The Elvis Room
The BFD part of my day started when my fiancee Michelle and I met the band as they pulled into the parking lot at the Red Roof Inn in Salem, NH. I was absolutely pinging with anxiety. I felt I had done everything possible to fulfill my Guest Host obligations, but I'm just the kind of person who won't rest until all is said and done. Michelle spent most of the afternoon trying to calm me down, but to no avail. As the band and crew piled out of truck, van, and automobile, obviously exhausted and disheveled from two days of driving, I felt like the collective weight of the entourage rested not-quite-squarely on my shoulders. This was not true of course, but truth and perception rarely coincide in these situations. I reminded myself to keep breathing.
Scott and Mike were staying in a room in the hotel, and everyone else was crashing at my bosses' house. Let me take a moment to extend enormous thanks to my bosses, Jan Thayer and George Hague, without whose superhuman generosity and hospitality this event would not have gone nearly as tolerably as it did. They rule my personal world. We got Scott and Mike set up in the room, and then we were off to what had by this time been affectionately dubbed "Bosshouse".

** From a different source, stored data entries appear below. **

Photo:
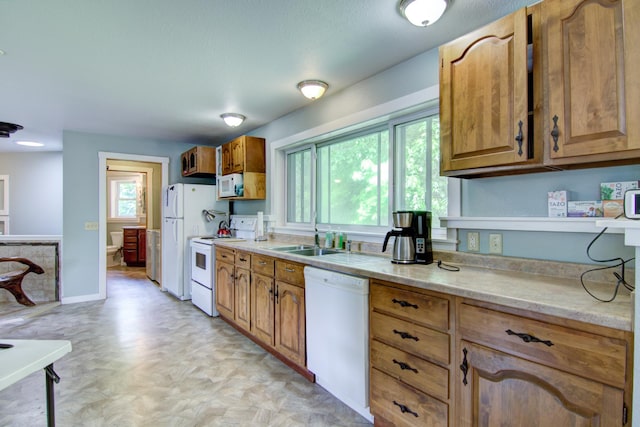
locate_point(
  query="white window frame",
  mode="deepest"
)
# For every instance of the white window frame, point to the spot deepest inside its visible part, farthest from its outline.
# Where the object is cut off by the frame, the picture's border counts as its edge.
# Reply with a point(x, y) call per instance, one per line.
point(444, 239)
point(123, 177)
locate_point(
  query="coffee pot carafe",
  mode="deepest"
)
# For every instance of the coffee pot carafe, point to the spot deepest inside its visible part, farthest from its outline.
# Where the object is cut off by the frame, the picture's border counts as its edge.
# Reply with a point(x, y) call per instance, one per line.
point(404, 250)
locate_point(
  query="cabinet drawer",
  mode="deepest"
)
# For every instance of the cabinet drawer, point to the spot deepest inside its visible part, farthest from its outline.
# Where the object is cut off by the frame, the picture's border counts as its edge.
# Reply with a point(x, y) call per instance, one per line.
point(403, 405)
point(225, 255)
point(582, 353)
point(427, 377)
point(290, 272)
point(424, 309)
point(415, 339)
point(262, 264)
point(243, 260)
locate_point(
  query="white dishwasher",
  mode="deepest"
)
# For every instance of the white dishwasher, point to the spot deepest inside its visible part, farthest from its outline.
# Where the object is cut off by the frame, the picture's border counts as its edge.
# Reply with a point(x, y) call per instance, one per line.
point(337, 315)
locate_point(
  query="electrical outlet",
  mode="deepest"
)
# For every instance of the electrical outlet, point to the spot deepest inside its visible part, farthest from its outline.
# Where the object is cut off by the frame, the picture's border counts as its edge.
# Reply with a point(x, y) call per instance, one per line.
point(495, 243)
point(473, 241)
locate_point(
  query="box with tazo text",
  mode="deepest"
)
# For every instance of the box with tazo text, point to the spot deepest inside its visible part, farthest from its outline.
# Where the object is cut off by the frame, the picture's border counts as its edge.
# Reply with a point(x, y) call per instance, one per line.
point(612, 195)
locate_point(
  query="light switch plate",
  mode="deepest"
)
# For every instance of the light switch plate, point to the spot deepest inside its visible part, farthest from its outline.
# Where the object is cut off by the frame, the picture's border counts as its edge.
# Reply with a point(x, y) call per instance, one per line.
point(473, 241)
point(495, 243)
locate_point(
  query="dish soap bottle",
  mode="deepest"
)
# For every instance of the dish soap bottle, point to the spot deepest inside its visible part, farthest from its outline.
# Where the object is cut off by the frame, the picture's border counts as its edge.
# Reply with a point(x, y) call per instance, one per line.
point(328, 238)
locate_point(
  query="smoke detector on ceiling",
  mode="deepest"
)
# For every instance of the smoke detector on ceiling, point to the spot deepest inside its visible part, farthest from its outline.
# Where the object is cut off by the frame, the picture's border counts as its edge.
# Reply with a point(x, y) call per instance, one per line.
point(7, 129)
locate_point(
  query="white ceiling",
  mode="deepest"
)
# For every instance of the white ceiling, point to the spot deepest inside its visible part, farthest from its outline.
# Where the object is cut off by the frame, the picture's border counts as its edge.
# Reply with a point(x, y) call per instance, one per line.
point(168, 69)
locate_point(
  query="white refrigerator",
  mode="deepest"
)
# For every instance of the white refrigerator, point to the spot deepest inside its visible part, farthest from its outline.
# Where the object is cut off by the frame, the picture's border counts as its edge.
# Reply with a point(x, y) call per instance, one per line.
point(182, 219)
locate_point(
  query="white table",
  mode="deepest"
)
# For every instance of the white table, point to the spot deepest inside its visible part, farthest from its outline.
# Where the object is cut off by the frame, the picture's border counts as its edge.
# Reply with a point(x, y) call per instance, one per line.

Let me give you a little geography. The hotel is in Salem, and the Bosshouse is in Londonderry, about 10 minutes north. The gig was in Portsmouth, a good hour drive from either. Two things made this situation acceptable: the "free, comfortable lodging for six" angle, and the fact that Bosshouse was in the right general direction from the gig to Philadelphia, site of the next day's gig. Philadelphia is about a 7-8 hour drive from southern NH, so the hour drive to Bosshouse/Red Roof Inn shaved at least a little time off the next day's journey. Anyway, master navigator Bryan examined the maps and decided the whole scheme actually made sense, a conclusion to which I had not been at all convinced I would be able to lead them. Okay, this was good. A seemingly epic inconvenience turned into a logistical advantage. We are still happy.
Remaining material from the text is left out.